通信の秘密は個人間の通信の秘匿を保障するものである。表現の自由が人の内部の思想・信条を不特定多数人に対して表出する行為についての自由であるのに対し[1]、個人間の日常会話などは通信の秘密またはそれを包括する私生活の自由(プライバシー権)として法的保護の対象となる[1]。通信の秘密は不特定多数への表現情報の伝達にあたる検閲の禁止と対として考えられる場合が多い。

かつて通信手段は主として郵便物であったので各国憲法は「信書の秘密」を保障する規定を置くのが通例であった[2]。しかし通信手段は電気通信に拡大し保護が必要となった。「通信の秘密」は、手紙や葉書だけではなく、電報や電話などの秘密を含む広い意味に解されている[3]

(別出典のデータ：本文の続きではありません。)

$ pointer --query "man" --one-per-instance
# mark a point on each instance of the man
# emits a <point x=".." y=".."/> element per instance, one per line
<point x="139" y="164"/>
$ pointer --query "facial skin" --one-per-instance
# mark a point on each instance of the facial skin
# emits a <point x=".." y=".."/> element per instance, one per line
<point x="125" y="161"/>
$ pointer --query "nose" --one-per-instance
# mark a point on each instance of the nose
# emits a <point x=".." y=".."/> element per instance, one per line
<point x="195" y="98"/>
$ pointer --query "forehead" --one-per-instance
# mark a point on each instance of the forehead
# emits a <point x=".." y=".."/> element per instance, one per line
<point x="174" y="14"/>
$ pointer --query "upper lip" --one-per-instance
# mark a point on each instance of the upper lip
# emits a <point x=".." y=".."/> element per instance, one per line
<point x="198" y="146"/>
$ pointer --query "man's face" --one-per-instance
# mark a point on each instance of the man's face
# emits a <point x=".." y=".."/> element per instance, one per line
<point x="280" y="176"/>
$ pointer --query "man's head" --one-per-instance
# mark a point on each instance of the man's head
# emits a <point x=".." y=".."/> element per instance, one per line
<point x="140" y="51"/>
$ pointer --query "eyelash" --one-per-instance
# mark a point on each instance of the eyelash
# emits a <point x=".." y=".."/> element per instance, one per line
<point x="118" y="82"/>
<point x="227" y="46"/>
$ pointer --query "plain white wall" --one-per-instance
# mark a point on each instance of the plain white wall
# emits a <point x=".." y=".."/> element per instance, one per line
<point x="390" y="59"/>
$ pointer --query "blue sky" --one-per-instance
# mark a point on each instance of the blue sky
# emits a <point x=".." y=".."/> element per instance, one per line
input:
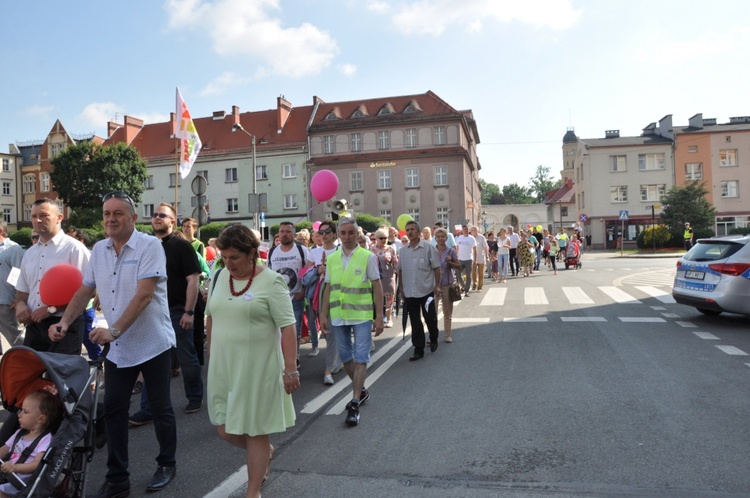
<point x="528" y="68"/>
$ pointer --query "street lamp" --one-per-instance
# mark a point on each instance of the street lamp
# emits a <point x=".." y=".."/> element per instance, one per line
<point x="236" y="127"/>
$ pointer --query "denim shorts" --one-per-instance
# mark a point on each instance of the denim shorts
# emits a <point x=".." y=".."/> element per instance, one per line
<point x="357" y="349"/>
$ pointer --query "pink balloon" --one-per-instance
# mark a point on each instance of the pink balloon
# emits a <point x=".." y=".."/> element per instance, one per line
<point x="324" y="185"/>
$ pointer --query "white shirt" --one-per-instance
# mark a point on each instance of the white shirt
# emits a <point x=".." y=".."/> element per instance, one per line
<point x="61" y="249"/>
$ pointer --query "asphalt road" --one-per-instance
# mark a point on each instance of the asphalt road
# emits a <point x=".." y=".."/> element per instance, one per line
<point x="588" y="383"/>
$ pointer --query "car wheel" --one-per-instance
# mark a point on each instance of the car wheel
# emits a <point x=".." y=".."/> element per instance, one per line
<point x="708" y="312"/>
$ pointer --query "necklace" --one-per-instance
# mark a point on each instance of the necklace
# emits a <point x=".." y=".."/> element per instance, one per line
<point x="249" y="283"/>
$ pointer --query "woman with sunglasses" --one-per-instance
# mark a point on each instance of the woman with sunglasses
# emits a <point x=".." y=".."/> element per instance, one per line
<point x="387" y="259"/>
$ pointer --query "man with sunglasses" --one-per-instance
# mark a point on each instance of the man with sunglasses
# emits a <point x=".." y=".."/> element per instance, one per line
<point x="129" y="271"/>
<point x="183" y="273"/>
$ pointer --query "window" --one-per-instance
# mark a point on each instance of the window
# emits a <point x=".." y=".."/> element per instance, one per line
<point x="356" y="142"/>
<point x="230" y="175"/>
<point x="439" y="135"/>
<point x="652" y="192"/>
<point x="411" y="137"/>
<point x="45" y="182"/>
<point x="441" y="215"/>
<point x="728" y="157"/>
<point x="651" y="162"/>
<point x="384" y="179"/>
<point x="441" y="175"/>
<point x="730" y="188"/>
<point x="618" y="164"/>
<point x="383" y="140"/>
<point x="289" y="170"/>
<point x="412" y="177"/>
<point x="694" y="171"/>
<point x="618" y="193"/>
<point x="174" y="178"/>
<point x="414" y="212"/>
<point x="355" y="181"/>
<point x="29" y="185"/>
<point x="290" y="201"/>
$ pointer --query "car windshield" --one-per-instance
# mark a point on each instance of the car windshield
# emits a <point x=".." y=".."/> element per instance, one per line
<point x="712" y="250"/>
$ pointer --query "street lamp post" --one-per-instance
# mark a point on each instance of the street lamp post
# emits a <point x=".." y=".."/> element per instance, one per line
<point x="236" y="127"/>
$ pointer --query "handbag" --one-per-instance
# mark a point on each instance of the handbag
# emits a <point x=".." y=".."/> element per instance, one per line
<point x="454" y="293"/>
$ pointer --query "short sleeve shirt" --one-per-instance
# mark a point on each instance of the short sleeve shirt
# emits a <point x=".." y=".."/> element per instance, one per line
<point x="116" y="281"/>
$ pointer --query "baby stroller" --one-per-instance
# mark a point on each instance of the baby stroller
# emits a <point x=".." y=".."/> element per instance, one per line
<point x="62" y="472"/>
<point x="573" y="254"/>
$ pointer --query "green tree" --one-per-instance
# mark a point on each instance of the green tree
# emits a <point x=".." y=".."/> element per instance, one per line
<point x="490" y="193"/>
<point x="687" y="204"/>
<point x="542" y="182"/>
<point x="84" y="172"/>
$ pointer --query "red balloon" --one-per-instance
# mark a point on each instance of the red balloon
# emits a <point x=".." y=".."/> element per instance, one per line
<point x="324" y="185"/>
<point x="59" y="284"/>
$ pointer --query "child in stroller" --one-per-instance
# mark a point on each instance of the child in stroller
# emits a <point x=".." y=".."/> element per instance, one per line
<point x="40" y="415"/>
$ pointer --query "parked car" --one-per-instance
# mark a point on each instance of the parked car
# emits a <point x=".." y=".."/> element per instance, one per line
<point x="714" y="276"/>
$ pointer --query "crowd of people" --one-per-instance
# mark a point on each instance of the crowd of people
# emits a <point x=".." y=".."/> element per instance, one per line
<point x="253" y="306"/>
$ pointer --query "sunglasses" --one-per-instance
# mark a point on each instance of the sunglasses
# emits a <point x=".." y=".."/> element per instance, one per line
<point x="119" y="195"/>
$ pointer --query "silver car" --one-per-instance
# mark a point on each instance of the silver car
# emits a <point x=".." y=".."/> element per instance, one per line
<point x="714" y="276"/>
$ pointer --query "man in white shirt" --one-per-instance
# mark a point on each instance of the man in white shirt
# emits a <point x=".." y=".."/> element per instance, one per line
<point x="466" y="246"/>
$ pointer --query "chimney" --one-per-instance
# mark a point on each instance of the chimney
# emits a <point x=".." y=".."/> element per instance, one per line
<point x="283" y="109"/>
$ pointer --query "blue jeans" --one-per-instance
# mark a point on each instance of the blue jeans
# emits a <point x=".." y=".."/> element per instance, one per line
<point x="354" y="341"/>
<point x="120" y="383"/>
<point x="189" y="364"/>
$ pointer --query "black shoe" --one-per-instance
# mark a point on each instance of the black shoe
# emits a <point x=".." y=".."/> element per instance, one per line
<point x="364" y="396"/>
<point x="163" y="476"/>
<point x="194" y="405"/>
<point x="352" y="416"/>
<point x="418" y="355"/>
<point x="113" y="490"/>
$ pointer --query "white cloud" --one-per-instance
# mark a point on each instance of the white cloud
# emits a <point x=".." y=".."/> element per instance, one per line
<point x="433" y="17"/>
<point x="248" y="28"/>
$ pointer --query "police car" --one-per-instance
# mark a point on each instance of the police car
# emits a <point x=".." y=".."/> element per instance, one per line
<point x="714" y="276"/>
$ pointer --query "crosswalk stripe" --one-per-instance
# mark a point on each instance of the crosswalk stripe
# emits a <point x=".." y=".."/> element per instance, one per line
<point x="619" y="295"/>
<point x="576" y="295"/>
<point x="664" y="297"/>
<point x="494" y="297"/>
<point x="534" y="295"/>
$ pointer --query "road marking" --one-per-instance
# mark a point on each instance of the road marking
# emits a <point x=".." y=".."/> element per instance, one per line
<point x="494" y="297"/>
<point x="576" y="295"/>
<point x="706" y="335"/>
<point x="686" y="324"/>
<point x="732" y="350"/>
<point x="664" y="297"/>
<point x="618" y="295"/>
<point x="534" y="295"/>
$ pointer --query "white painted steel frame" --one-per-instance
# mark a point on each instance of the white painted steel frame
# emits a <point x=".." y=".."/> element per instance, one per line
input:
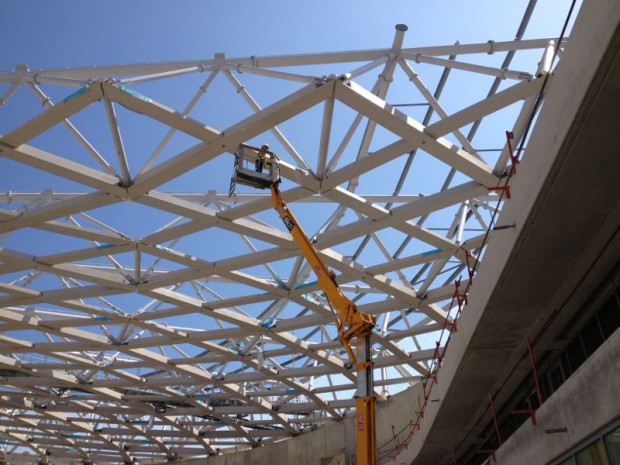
<point x="92" y="380"/>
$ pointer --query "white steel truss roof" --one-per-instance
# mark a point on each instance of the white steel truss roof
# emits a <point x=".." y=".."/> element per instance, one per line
<point x="147" y="315"/>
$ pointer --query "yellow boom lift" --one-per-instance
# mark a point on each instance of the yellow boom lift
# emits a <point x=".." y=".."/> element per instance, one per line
<point x="351" y="323"/>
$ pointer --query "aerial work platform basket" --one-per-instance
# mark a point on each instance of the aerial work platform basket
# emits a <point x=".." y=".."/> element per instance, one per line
<point x="249" y="171"/>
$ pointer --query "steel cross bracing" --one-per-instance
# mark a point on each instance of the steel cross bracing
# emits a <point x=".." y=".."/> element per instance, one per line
<point x="148" y="316"/>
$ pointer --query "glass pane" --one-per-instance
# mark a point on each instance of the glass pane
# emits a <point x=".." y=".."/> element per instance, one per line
<point x="592" y="337"/>
<point x="612" y="444"/>
<point x="594" y="454"/>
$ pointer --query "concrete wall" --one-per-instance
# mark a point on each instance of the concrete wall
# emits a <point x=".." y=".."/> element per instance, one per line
<point x="585" y="403"/>
<point x="333" y="444"/>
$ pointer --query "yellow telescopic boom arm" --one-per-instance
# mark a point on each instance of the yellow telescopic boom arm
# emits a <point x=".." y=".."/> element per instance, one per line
<point x="350" y="322"/>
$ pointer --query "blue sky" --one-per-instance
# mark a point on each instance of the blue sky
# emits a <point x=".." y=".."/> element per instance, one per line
<point x="44" y="34"/>
<point x="74" y="32"/>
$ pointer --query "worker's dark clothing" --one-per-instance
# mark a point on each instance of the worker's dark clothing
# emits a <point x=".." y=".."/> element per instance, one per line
<point x="260" y="161"/>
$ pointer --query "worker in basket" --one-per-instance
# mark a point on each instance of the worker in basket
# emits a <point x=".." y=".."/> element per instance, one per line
<point x="261" y="158"/>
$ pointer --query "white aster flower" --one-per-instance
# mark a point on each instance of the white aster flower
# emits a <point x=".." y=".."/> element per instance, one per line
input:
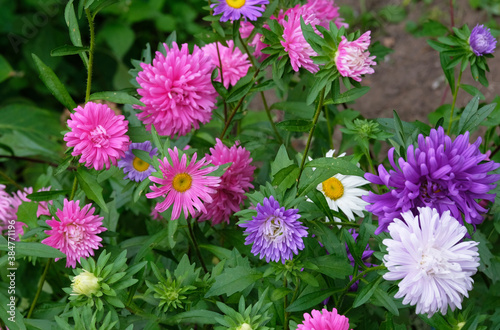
<point x="427" y="253"/>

なお、近年の通信事業者の民営化により、本権利にも、私人間効力を認める考え方が優勢である。

日本における通信の秘密

概説

明治憲法は26条で通信の秘密を定めていた。

大日本帝国憲法第26条
日本臣民ハ法律ニ定メタル場合ヲ除ク外信書ノ秘密ヲ侵サルルコトナシ

この規定はプロイセン憲法33条にならったものであるが[2]、明治憲法下の権利保障は原則として「法律ノ範囲内ニ於テ」または「法律ニ定メタル場合ヲ除ク外」認めるというものであった(法律の留保[4]

大日本帝国憲法26条では法律に定められた場合を除いて信書の秘密が保障されていたが、日露戦争の後、内務省逓信省に通牒して極秘の内に検閲を始めた [5]。更に1941年(昭和16年)10月4日には、臨時郵便取締令(昭和16年勅令第891号)が出されて法令上の根拠に基づくものとなった。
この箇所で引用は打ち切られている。